"I need you to step out of the car," the Deputy said. At that moment I knew what was about to happen. What started as a routine traffic stop for speeding had turned into a misdemeanor arrest and an unavoidable night in jail, all because I'd been ticketed for using a cell phone while driving when on business in New York State a few months before, and forgot to pay the ticket.
It was 11:30PM. I was back in Western New York on business. I'd spent a long draining day of driving and dealing and was just trying to get to my accommodations for the night, on a state highway in a rural area. I had about ten miles to go. I pushed the pedal. Red lights in the rear view mirror. I was prepared to pay the ticket. I wasn't prepared to be treated like a felon on the lam.
It seemed like an especially long time for the the Deputy to come back with my ticket. I was tired, fatigued, anxious to be on my way. When he finally returned he asked me, "Did you get a ticket in Warsaw in November?"
"Oh, my God! I forgot all about it." I must have blocked it out. It was a ticket for using a cell phone while driving. Perfectly legal in most places but not in New York, the Nanny State. That-- along with restaurants serving foi gras and trans-fat is a criminal act.
I still didn't get it. I figured I'd get a second ticket for being late on the first one, but I wasn't prepared for, "step out of the car." I've watched enough cop shows to know what that means. Step out of the car means step into the squad car. Handcuffs. Impounded vehicle. All kinds of mess to clean up at what was by then after midnight. But even then I didn't get the full scope of my imminent destiny.
I was told my license had been suspended due to failure to appear on the cell phone ticket. "But I don't have a New York license," I argued. "Your driving privileges in New York have been suspended."
I argued with the Deputy for a few minutes because it just seemed absolutely ludicrous that I, a respectable, productive, peace loving, fraud and force-hating libertarian citizen was being ordered out of my car and to assume the position. Like most uniformed police officers, this young gentleman did not have a sense of humor, an ability to appreciate gray areas, or the ability to discern between levels and degrees of non-compliance.
I now know what it is like to be thrown against my own (in this case rented) vehicle, my hands yanked behind me, cuffs applied too tight, and left to sit in that awkward, painful position in the back of a squad car. I now know what it is like to be led into a rural police station in cuffs as if I just beat my wife, molested a child or robbed a bank, glared at by a part-time judge (who I learned later was a former cop himself) who refused to listen to reason and insisted on sending me to the county jail, thirty miles away, for processing, before I could call make my one phone call.
If I had been a
stranger from Chicago, that would be one thing, but I was in the police station of the town where I grew up. I played high school soccer with the Chief (but they wouldn't wake him). I contribute $1000 to the local high school scholarship fund every year. My father lives in the next town over. And I'm a member of the Chamber of Commerce. "Nope, can't let you go without bond. You're from out of town," the Judge droned.
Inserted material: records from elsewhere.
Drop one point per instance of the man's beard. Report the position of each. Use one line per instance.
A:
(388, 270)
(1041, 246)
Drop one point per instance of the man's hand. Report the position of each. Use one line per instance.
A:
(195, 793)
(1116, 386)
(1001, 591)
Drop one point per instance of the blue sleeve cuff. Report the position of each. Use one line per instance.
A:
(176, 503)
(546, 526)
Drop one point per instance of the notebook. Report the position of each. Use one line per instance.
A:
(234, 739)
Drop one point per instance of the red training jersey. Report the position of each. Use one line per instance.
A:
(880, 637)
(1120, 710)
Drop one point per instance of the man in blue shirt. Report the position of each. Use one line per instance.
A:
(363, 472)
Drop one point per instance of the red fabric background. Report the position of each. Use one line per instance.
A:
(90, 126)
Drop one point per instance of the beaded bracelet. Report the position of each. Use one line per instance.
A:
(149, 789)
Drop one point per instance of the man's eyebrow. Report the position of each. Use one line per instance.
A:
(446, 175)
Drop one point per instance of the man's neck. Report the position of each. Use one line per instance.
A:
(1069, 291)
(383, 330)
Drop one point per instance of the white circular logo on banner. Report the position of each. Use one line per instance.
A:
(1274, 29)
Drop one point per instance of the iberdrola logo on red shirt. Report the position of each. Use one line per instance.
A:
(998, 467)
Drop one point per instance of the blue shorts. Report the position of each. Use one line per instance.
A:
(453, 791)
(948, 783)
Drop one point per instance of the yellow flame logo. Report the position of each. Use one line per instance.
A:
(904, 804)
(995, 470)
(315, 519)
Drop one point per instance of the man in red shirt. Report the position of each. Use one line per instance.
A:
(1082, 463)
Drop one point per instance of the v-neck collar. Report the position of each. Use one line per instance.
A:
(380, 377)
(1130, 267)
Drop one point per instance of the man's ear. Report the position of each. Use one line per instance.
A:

Still I didn't realize what I was facing. I figured I'd get to Warsaw, get bonded out, and eventually sleep in my old bedroom at my father's house where I stay when I'm doing business back in the old hometown. But it was late. My father is 85 years old. I'd been traveling all week and my credit cards were maxed out. I had a large commission check waiting for me back at the office in Chicago, but that didn't do me any good. I used my one phone call to call my father, who refused to drive until daylight.
Bottom line: Because of talking on a cell phone while driving, I was stripped, underwent a body cavity search, dressed in a jump suit and sent to a cell block for the duration. No, it wasn't the comical holding cell you see on TV filled with hookers and drunks making jokes all night. It was a regular jail cell with regular criminals. I spent the night there, ten hours to be exact. And who knows how many taxpayer dollars were spent to put me through the ordeal. No doubt many times over the amount they will eventually collect in fines. All for talking on a cell phone. For doing something that is perfectly legal in most states.
Sure, I get it. The cell phone law was passed by well-meaning caretaker types who want to protect me from myself. The same people who want to protect me from transfat, and want to protect geese from foi gras. But is it really the intent of these people to strip me of my right to operate a vehicle, my right to basic liberty, to enslave and confine me for twelve hours while the government's meter is running?
As I was riding off to jail, I asked the Deputy. "Don't you see how ludicrous this is?"
"No," he said,"I don't."
"Of course you don't," I said.
"There's a reason why cop cars are often black and white. They're color blind to nuance and irony. Everything is black and white. And our would be nannies in the legislature feed right into all of that. No wonder Mark Twain said, "The legislature is in session. Be very afraid."